Scanning Traditional Art
If you wish to scan art larger than your flatbed scanner was originally made to handle, this tutorial will show you how to get the best results. The technique covered in this tutorial will work for flatbed scanners of all sizes but for now I will focus on an A4 (and letter-sized) flatbed scanner as they are quite common. Let's get to it.
The Setup
For this little art project I have my trusty Canon A4/Letter-sized scanner and an unfinished A3 acrylics painting (A3 is twice the size of A4 and obviously doesn't fit in the scanner all at once).
The Setup
The Scanning
So I need to scan the art work in 3 steps: top, middle and bottom as shown in the picture below.
The 3 scanning steps

Once I have scanned all three parts and imported them into my image editing program, I need to assemble the three digitally scanned parts. For this I make a new document large enough to fit all three scanned parts. Next, in my image application, I need to remove parts of the three scanned images. I use the select tool to select and delete the un-numbered parts from approximately where the red stippled lines are displayed in the image above. The digital parts I wish to keep are the ones represented by the areas numbered 1, 2 and 3. The rest I will delete since they haven't been in full contact with the scanner surface while I scanned. Therefore these parts will be differently lighted and possibly blurred also.
Assemble The Parts
After I have removed the unwanted parts described above, I need to put the three remaining parts together. For this I create 3 new layers in the new document I created earlier, one for each scanned part. Next I have to manually move each scanned part into place so they fit together. It's a bit like a puzzle and requires a little work. Once that is done I can still see, just barely, where the parts come together. To eliminate these 'seams' I adjust a few parameters as described in the next part.

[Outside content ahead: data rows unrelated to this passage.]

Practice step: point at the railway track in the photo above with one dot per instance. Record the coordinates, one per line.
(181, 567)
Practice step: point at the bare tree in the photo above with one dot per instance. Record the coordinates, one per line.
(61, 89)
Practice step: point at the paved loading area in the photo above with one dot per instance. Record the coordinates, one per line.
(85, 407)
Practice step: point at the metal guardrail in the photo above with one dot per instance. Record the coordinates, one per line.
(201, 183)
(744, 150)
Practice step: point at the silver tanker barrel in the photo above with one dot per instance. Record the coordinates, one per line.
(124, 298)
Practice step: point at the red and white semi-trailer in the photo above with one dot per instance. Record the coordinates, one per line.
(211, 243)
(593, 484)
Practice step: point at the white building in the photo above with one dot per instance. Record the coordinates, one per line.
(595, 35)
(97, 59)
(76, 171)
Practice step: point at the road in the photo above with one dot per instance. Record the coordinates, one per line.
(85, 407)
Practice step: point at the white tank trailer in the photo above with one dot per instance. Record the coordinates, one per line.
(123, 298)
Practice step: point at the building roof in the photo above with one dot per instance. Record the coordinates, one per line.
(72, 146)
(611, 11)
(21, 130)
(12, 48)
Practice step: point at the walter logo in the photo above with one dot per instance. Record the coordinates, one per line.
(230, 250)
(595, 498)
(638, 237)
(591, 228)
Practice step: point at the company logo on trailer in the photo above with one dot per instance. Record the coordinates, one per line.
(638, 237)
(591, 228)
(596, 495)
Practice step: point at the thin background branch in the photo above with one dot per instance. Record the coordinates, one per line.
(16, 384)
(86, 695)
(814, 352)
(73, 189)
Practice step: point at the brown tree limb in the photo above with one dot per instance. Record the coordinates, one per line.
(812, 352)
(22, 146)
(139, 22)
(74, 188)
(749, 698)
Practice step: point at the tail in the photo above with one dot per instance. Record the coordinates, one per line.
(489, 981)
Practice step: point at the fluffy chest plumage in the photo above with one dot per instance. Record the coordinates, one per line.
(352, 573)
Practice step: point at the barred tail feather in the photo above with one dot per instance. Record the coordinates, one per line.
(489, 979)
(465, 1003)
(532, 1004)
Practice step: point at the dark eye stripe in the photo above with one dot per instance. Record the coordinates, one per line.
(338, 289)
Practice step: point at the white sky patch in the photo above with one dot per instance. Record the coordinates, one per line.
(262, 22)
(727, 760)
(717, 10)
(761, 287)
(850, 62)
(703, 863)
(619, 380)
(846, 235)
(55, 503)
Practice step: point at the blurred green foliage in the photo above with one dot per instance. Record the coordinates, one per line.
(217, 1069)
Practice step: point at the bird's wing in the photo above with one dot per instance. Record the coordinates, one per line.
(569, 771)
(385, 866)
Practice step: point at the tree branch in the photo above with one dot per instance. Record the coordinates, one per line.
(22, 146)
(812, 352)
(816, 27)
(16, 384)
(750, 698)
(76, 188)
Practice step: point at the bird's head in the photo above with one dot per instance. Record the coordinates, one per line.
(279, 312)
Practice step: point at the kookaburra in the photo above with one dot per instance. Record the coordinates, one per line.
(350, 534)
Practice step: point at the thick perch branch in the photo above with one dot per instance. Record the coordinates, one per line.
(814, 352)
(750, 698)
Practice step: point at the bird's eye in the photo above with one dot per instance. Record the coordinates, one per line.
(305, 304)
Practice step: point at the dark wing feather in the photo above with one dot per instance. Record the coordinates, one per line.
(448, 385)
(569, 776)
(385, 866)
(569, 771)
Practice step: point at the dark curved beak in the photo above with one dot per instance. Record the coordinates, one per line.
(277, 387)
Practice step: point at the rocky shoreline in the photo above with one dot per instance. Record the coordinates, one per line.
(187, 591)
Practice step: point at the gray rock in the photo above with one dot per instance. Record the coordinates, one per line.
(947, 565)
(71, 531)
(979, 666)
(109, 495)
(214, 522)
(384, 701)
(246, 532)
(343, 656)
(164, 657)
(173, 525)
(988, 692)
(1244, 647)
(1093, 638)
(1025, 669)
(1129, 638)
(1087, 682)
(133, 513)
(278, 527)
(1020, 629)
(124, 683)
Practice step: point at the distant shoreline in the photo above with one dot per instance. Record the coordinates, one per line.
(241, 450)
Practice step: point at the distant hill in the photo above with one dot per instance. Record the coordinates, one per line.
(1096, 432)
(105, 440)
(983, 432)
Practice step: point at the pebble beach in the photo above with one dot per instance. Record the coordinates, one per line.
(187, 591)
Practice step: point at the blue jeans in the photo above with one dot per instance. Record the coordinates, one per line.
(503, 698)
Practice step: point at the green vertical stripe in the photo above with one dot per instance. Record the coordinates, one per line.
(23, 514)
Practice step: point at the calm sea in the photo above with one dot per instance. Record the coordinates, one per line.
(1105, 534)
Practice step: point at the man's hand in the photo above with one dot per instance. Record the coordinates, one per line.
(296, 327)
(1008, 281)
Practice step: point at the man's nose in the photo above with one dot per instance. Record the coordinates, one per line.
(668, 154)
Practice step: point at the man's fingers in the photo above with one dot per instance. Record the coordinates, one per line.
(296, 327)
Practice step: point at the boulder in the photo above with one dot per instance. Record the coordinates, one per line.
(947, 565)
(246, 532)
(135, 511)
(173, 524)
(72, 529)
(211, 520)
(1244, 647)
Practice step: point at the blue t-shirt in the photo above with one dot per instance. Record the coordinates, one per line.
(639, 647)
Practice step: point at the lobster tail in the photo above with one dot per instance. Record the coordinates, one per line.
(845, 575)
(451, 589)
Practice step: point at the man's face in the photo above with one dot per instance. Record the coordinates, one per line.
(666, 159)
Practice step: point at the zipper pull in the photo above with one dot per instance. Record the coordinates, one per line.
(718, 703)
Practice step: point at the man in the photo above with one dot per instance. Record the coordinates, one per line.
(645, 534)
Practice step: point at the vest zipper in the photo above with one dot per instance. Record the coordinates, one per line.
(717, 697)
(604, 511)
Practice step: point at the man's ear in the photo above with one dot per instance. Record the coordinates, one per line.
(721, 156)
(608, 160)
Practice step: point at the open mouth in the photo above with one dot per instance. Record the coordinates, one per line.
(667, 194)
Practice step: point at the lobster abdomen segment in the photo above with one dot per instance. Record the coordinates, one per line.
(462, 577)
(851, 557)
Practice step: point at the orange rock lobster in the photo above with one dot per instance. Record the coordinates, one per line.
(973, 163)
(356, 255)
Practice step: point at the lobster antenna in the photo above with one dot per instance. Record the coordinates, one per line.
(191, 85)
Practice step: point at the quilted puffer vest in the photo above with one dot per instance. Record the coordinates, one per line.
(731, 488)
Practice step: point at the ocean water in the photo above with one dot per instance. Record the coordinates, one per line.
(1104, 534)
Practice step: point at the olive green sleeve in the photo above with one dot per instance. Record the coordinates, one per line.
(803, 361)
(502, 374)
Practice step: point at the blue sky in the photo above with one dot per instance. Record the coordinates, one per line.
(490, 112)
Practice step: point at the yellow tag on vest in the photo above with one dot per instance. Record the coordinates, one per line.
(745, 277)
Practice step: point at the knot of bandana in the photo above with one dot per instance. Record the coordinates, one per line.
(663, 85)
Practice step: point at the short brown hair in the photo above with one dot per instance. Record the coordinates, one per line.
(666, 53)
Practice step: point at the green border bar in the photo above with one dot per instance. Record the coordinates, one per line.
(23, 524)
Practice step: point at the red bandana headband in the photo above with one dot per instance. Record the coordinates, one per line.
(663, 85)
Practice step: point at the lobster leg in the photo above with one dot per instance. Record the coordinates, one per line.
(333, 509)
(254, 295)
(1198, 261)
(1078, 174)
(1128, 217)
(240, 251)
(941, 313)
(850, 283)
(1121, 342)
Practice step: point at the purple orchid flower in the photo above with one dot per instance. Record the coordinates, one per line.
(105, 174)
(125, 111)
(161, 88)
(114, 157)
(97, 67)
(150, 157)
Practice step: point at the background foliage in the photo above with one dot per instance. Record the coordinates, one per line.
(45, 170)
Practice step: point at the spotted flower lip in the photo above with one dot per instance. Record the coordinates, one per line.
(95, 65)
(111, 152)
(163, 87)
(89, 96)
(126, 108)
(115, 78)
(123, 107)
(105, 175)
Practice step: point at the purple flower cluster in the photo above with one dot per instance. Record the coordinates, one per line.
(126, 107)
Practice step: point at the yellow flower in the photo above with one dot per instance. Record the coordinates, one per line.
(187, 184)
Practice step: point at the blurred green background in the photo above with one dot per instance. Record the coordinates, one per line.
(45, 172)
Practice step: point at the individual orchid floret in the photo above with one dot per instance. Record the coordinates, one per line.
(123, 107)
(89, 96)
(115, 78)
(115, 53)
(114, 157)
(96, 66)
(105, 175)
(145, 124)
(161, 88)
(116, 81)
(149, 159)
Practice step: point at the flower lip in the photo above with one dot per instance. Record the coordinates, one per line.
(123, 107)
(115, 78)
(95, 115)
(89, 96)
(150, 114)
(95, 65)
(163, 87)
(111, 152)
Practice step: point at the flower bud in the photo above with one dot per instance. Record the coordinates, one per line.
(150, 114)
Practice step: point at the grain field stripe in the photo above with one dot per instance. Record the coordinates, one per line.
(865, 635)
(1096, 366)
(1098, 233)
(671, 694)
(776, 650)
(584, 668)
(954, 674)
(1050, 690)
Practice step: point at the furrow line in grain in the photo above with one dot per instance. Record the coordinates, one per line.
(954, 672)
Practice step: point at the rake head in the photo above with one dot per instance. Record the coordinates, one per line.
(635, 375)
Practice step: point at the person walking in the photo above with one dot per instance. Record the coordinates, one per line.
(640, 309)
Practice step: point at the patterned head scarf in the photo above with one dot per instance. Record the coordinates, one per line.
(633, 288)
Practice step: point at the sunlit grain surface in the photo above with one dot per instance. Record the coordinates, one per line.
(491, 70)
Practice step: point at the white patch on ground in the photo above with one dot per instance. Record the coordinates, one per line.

I need to adjust the brightness/contrast levels until the seams are fully gone. I zoom in real close before I adjust to get the best results. Once that is done I merge the layers and crop the image. The job is done.
Wait, there's more!
Before I end this art lesson remember that the technique described in this tutorial works on even larger sized art also. The key is to scan the art in separate parts, delete unwanted sections of these parts, assemble the rest and finally adjust the contrast and brightness levels. That's it. I hope you found this short art tutorial useful and thanks for reading.